Problem solving the following problems

[grexam]

1) n=7.19^3
Col A:the number of distinct positive factors of n
Col B:10


2)At 9:am train T left train station and teo hours later train S left the same station on parallel track.If train T
averaged 60km/hr and train S averaged 75km/hr until S passed T,at what time did S pass T?
a)2pm
b)5pm
c)6pm
d)7pm
e)9pm


3)If the perimeter of a traingle is 18,then the length of one sides cannot be
1
3
6
8
9


4)In a certain country a person is born every 3 seconds and a person dies every 10 seconds,Therefore the birth and
death rates account for a population growth rate of one person every

3(1/3)sec
4(2/7)sec
7sec
11(2/3)sec
13sec


5)If r and s are positive integers,each greater than 1,and
if 11(s-1)=13(r-1),what is the least possible value of r+s?
2
11
22
24
26

[chestnut.cc]

1) n=7.19^3
Col A:the number of distinct positive factors of n
Col B:10

Is that 7.19^3, 7*19^3 or (7*19)^3... though i think its A in all cases...
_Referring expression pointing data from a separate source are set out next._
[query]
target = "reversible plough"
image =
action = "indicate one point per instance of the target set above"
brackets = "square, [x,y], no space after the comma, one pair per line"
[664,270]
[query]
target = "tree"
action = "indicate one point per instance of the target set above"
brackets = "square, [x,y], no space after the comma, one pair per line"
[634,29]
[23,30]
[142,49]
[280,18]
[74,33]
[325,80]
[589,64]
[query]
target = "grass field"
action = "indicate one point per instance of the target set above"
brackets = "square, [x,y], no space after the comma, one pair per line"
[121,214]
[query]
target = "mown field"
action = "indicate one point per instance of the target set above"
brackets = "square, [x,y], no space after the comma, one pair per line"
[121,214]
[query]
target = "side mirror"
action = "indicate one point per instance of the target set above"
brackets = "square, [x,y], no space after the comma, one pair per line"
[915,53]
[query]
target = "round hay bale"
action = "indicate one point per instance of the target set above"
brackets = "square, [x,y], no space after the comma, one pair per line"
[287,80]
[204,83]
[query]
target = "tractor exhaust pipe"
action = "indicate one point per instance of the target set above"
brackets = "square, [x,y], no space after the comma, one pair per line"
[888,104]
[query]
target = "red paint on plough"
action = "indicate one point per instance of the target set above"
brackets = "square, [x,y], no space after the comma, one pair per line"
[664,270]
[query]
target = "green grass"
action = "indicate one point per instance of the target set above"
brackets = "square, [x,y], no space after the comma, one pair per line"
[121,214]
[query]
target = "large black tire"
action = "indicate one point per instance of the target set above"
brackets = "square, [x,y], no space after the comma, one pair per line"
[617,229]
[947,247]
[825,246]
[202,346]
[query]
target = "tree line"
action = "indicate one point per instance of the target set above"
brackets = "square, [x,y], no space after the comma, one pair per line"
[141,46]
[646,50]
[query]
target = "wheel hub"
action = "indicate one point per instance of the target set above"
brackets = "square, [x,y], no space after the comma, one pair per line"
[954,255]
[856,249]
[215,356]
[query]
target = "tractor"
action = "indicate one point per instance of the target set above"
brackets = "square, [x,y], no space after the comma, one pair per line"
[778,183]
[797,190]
2)At 9:am train T left train station and teo hours later train S left the same station on parallel track.If train T
averaged 60km/hr and train S averaged 75km/hr until S passed T,at what time did S pass T?
a)2pm
b)5pm
c)6pm
d)7pm
e)9pm

When train S passes train T they will have travelled the same distance... 60t = 75(t-2)... 15t = 150... t=10... 7 pm... B

3)If the perimeter of a traingle is 18,then the length of one sides cannot be
1
3
6
8
9

E

4)In a certain country a person is born every 3 seconds and a person dies every 10 seconds,Therefore the birth and
death rates account for a population growth rate of one person every

3(1/3)sec
4(2/7)sec
7sec
11(2/3)sec
13sec

1 per 3 seconds means 1/3 per second... 1 per 10 seconds means 1/10 per second... growth rate = birth rate - death rate... 1/3 -1/10... 7/30... B

5)If r and s are positive integers,each greater than 1,and
if 11(s-1)=13(r-1),what is the least possible value of r+s?
2
11
22
24
26

(s-1)/(r-1) = 13/11... obviously neither (s-1) nor (r-1) can be less than 13 or 11... in which case the ratio would reduce to lower terms and the inequality wouldn't be satisfied... so the first approximations should be 14 and 12... ie r +s =26... E

[eo352971]

hey chestnut, how come for the 2nd problem it is 75 (t-2)? I understand why it works out, but my natural instinct is to make it (t+2) as the second train left 2 hours later...?

Thanks!

[chestnut.cc]

t is the time for which the first train has been travelling... since the second train left 2 hours later... it travels 2 hours less as compared to the first... hence t-2... additionally if you put t+2 into the eqn you will see that you get a -ve time... which isnt possible... of course you could always say t is the time taken by the second train... t+2 is then the time taken by the first train...

[eo352971]

Ahh, got it. I was foolishly thinking of t as 9:00 am and not the actual number of hours travelled. Thanks a lot!

[scaredOfQuant]

Hey chestnut , how did u solve the first problem ? I will appreciate if u can elaborate on that.

[chestnut.cc]

1) n=7.19^3
Col A:the number of distinct positive factors of n
Col B:10

Is that 7.19^3, 7*19^3 or (7*19)^3... though i think its A in all cases...

They haven't said integral positive factors... which means you can have an infinite no of factors for any of the above mentioned... A

[grexam]

@chestnut
Can u please explain how u solved 3 rd problem

[chestnut.cc]

3)If the perimeter of a traingle is 18,then the length of one sides cannot be
1
3
6
8
9
The sum of two sides of a triangle is always greater than the third side... so if the perimeter is 18... plug in A... the sum of the other two sides is 17... let the other 2 sides be 8.5 and 8.5... the sum of any two sides exceeds the third... do this with all the others and you will see that for 9 the sum of the other 2 sides is 9... which isnt possible... E

[grexam]

thanks chestnut